The challenge extended beyond investors. Many coaches were initially hesitant about integrating technology into their systems.
"A coach who typically manages 50-60 children does not know how to keep track of all their performances in one particular place," Desai explains.
Over time, however, the platform was positioned not as a replacement for coaches but as a tool to simplify their work and improve athlete development.
Chetan Desai wants to make elite tools accessible
One of Desai's strongest beliefs was that performance technology could not remain exclusive to elite academies.
Instead of creating a premium-only model, SportsSkill was intentionally priced at ₹300 per month to remain accessible.
"We wanted to democratize the entire process of teaching," he says.
Desai points to the story of 14-year-old squash player Vasundhara from Kallam as proof of what the platform can achieve.
"There were no squash courts... her and her friend landed up making a squash court, a ramshackle court, which still exists," he says. "The flooring on that court is literally nothing; it's terrible".
Despite the lack of infrastructure, Vasundhara stayed connected with coaches remotely through the platform by sharing videos and receiving technical feedback.

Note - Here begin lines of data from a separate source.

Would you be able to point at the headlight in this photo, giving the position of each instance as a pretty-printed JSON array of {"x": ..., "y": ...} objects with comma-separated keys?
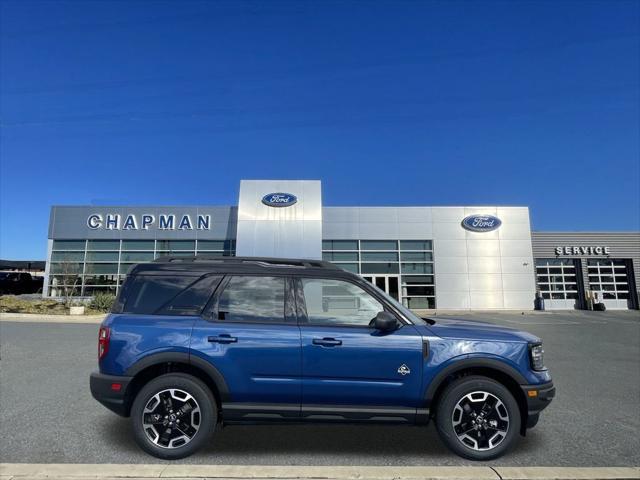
[{"x": 536, "y": 353}]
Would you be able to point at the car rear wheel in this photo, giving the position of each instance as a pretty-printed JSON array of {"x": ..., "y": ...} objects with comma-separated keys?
[
  {"x": 173, "y": 416},
  {"x": 478, "y": 418}
]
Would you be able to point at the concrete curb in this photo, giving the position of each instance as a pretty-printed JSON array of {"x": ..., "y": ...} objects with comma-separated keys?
[
  {"x": 39, "y": 318},
  {"x": 25, "y": 471}
]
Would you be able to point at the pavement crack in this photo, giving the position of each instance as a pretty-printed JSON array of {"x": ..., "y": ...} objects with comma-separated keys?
[{"x": 496, "y": 472}]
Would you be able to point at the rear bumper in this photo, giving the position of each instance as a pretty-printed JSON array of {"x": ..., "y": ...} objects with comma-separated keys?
[
  {"x": 538, "y": 398},
  {"x": 102, "y": 389}
]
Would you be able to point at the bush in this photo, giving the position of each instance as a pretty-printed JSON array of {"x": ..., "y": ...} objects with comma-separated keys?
[
  {"x": 102, "y": 302},
  {"x": 13, "y": 304}
]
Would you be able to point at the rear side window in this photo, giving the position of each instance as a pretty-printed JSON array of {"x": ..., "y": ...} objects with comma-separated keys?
[
  {"x": 252, "y": 299},
  {"x": 165, "y": 295}
]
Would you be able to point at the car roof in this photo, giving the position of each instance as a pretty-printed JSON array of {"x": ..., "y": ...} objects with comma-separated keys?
[{"x": 200, "y": 265}]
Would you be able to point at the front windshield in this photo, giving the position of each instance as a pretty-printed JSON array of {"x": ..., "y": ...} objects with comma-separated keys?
[{"x": 404, "y": 310}]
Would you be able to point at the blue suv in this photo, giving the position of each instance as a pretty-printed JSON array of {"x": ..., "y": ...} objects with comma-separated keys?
[{"x": 192, "y": 343}]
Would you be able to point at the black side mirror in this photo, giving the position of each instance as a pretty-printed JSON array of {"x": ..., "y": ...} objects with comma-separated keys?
[{"x": 385, "y": 322}]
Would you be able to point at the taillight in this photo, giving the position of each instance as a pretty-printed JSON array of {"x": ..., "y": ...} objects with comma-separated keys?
[{"x": 103, "y": 342}]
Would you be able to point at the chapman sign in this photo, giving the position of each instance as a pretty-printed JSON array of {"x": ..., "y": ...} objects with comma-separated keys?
[
  {"x": 584, "y": 250},
  {"x": 147, "y": 221}
]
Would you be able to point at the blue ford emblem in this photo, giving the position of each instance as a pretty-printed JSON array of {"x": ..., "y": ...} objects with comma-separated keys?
[
  {"x": 279, "y": 199},
  {"x": 481, "y": 223}
]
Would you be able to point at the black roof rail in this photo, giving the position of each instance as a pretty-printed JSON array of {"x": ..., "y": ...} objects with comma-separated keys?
[{"x": 263, "y": 261}]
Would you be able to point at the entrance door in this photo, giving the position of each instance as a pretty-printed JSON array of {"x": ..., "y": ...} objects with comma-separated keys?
[
  {"x": 386, "y": 283},
  {"x": 610, "y": 279}
]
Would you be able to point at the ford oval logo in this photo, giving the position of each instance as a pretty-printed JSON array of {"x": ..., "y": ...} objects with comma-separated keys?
[
  {"x": 481, "y": 223},
  {"x": 279, "y": 199}
]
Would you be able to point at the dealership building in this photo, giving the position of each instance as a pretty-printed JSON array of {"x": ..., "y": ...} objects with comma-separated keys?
[{"x": 445, "y": 258}]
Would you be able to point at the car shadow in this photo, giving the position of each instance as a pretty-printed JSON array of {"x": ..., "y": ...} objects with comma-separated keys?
[{"x": 311, "y": 444}]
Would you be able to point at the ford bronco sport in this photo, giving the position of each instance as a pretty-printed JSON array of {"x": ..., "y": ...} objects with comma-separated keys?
[{"x": 192, "y": 343}]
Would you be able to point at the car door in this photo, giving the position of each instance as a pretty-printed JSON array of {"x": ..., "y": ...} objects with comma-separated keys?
[
  {"x": 251, "y": 337},
  {"x": 346, "y": 362}
]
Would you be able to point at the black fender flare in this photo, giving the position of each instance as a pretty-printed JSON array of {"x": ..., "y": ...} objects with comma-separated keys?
[
  {"x": 467, "y": 363},
  {"x": 182, "y": 357}
]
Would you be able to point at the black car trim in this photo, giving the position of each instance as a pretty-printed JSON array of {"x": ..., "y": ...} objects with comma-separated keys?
[
  {"x": 100, "y": 385},
  {"x": 466, "y": 363},
  {"x": 301, "y": 307},
  {"x": 546, "y": 393},
  {"x": 239, "y": 412},
  {"x": 185, "y": 358}
]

Within three years, she emerged as one of India's top squash prospects.
"When you see a success story like that... it has proven the validity and efficacy of what we are doing," Desai says.

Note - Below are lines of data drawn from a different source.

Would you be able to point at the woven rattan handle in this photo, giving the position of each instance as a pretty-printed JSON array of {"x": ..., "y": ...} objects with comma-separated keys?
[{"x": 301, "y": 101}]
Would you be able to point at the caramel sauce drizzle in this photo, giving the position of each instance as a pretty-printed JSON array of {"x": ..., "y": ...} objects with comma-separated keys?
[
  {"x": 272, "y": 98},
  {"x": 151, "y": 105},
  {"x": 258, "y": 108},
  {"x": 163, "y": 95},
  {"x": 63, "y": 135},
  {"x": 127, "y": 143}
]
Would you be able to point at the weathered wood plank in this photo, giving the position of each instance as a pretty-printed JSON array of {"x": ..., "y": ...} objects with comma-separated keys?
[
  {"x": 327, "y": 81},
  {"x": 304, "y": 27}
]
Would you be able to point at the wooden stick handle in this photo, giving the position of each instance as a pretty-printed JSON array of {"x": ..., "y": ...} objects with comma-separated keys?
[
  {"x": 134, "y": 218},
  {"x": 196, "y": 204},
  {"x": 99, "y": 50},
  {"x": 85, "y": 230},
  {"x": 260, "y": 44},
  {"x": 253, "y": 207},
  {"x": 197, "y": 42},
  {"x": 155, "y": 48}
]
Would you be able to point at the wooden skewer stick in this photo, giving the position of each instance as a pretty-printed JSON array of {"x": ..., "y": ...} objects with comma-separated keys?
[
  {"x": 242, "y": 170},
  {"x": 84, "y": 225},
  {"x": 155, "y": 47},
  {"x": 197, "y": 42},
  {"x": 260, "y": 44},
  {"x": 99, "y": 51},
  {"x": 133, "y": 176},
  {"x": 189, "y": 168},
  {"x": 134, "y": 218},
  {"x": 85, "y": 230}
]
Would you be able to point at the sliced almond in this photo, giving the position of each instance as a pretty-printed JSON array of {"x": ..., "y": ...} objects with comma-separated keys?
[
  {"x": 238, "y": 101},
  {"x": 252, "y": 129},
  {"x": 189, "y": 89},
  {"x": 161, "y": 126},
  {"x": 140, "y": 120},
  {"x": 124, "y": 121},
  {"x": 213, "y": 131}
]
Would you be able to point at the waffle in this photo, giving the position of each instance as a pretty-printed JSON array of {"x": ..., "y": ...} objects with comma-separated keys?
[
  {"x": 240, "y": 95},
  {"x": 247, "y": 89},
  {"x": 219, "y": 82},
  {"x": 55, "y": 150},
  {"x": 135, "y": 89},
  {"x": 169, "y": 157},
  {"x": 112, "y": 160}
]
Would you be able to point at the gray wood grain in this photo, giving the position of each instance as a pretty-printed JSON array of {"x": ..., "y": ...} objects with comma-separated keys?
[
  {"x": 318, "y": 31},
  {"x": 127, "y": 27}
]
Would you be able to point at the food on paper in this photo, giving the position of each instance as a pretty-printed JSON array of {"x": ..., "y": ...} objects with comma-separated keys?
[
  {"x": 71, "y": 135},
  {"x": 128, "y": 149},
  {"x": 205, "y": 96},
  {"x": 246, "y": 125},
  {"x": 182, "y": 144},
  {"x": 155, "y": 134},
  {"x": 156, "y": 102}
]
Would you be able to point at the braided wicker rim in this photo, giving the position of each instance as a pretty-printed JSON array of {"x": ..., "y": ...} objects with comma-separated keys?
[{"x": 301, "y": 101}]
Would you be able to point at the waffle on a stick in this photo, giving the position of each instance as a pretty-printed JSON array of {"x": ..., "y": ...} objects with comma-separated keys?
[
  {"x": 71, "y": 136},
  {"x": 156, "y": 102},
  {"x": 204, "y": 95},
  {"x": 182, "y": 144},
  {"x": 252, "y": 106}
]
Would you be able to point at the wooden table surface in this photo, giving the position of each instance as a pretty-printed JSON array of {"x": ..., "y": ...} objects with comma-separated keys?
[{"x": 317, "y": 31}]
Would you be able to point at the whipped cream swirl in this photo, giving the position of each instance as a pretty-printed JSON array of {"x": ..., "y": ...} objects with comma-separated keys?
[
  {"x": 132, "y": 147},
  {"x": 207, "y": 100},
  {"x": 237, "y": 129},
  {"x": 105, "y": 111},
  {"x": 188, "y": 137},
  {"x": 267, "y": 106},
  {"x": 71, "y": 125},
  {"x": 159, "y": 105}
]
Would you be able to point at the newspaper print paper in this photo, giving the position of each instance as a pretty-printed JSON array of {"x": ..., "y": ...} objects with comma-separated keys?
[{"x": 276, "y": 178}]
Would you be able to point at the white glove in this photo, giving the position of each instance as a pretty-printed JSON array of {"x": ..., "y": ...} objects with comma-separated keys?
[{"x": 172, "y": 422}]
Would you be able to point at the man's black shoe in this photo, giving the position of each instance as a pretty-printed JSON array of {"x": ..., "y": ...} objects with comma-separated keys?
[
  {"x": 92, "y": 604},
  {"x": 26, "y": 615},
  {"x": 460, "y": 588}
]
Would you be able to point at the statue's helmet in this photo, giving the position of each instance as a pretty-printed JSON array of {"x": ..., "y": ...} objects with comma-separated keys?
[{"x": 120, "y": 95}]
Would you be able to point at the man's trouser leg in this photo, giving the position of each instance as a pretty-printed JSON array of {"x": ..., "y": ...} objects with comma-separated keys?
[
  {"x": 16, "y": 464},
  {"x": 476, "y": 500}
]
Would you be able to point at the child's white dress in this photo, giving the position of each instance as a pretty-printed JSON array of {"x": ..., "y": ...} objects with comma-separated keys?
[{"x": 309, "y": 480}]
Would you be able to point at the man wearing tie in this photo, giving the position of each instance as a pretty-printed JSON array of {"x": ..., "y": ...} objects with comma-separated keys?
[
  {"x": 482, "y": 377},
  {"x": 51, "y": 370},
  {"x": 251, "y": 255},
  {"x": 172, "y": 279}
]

What his generation never had
Desai often reflects on how differently athletes from his era would have developed with access to modern performance analysis.
"If I'm making any mistakes in my stroke production or in my fitness, then my coach would be able to immediately identify that weakness and begin immediately addressing that particular issue," he says.
He also believes earlier generations lacked awareness about several crucial aspects of athlete development beyond physical skill.
"Back then, 30-40 years back, we never heard of anything called mental conditioning," he explains. "Today mental conditioning forms as much a part of coaching as any other parameter. It's very important for any professional athlete".
Chetan Desai is taking the model global
While SportsSkill was built with Indian athletes in mind, Desai's ambitions are now expanding globally.
The company is targeting growth in the United States and Europe, with a long-term goal of reaching 50 million athletes within five years.
"The user base is very high out there and their ability, scope, understanding of tech, and also the willingness to pay for technology is a lot more," he says.
Even with those international ambitions, Desai's broader vision remains rooted in accessibility.
"Our goal is to make sure that the app gets more and more robust... so that every athlete, whether in a metro city or a remote village, can access advanced training tools, data-driven insights, and personalized coaching".
For Desai, the future of Indian sport may no longer depend solely on raw talent or instinct. It may increasingly depend on information, structure and the ability to measure progress - one data point at a time.